Paraxylene is a particular bugbear. In 2007 in Xiamen, a city in Fujian province, tens of thousands of protestors rallied over a proposed PX plant in one of the first large displays of citizen disgruntlement with the deteriorating environment. Similar protests have since occurred in the north-eastern city of Dalian and a south-western city, Anning. A consistent pattern has emerged of government secrecy giving rise to freewheeling civic rumour, followed by street action and, finally, official acquiescence.

This is despite vigorous propaganda campaigns to assuage public fears. On March 31st, the day after the protests, the MaomingDaily, a local state-run newspaper, described PX as “an important element for building our happy life” on its front page (in Chinese). The People’s Daily, a national party mouthpiece, once said (in Chinese) that PX was no more carcinogenic than coffee. A television station in Yunnan province broadcast a series on PX production in Japan to show how the industry and the environment co-exist without issue.

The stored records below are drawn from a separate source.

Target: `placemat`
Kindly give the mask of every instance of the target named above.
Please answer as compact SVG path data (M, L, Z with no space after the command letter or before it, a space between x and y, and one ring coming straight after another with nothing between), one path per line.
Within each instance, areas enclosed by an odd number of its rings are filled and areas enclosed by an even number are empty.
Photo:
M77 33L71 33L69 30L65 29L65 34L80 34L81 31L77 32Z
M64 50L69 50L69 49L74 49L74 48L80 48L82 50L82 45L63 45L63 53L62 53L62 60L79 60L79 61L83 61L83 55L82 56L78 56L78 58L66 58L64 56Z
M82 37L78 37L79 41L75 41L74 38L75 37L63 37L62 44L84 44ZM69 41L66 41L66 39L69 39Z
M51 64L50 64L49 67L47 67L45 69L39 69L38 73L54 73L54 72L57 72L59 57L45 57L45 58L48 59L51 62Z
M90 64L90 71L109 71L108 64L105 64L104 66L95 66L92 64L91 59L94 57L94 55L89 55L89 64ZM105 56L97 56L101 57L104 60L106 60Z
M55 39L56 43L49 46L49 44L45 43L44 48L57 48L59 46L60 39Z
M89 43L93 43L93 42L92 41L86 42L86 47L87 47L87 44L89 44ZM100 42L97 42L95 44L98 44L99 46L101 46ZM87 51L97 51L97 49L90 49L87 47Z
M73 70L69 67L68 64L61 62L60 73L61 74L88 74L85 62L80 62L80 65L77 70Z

What the public wants is greater transparency, and to be a part of the decison-making process. Following the ruckus in Xiamen, that PX facility was moved to Zhangzhou, in Fujian province. A more conciliatory approach saw public involvement in impact assessments, reports from petrochemical experts, door-knocking cadres, overseas and domestic study trips and the necessary “positive” publicity. Zhangzhou has become a model of how to deftly handle paraxylene PR.

In contrast, the Maoming government’s furtiveness heightened unease. “There are clear and open paths [authorities] could follow, yet they hide in the shadows,” writes Liu Jianqiang, an editor at chinadialogue.net, an environmental issues website and journal. “And we are meant to not wonder what they are doing there? Who exactly is giving PX a bad name?”

For better or worse authorities will struggle to restore faith in the Maoming project now. At a press briefing on April 3rd, officials appeared to back down, saying that the plant was still in an early planning phase and would not go ahead without public consensus. If true, in a country where citizens rarely participate in policymaking, it is a small but meaningful victory.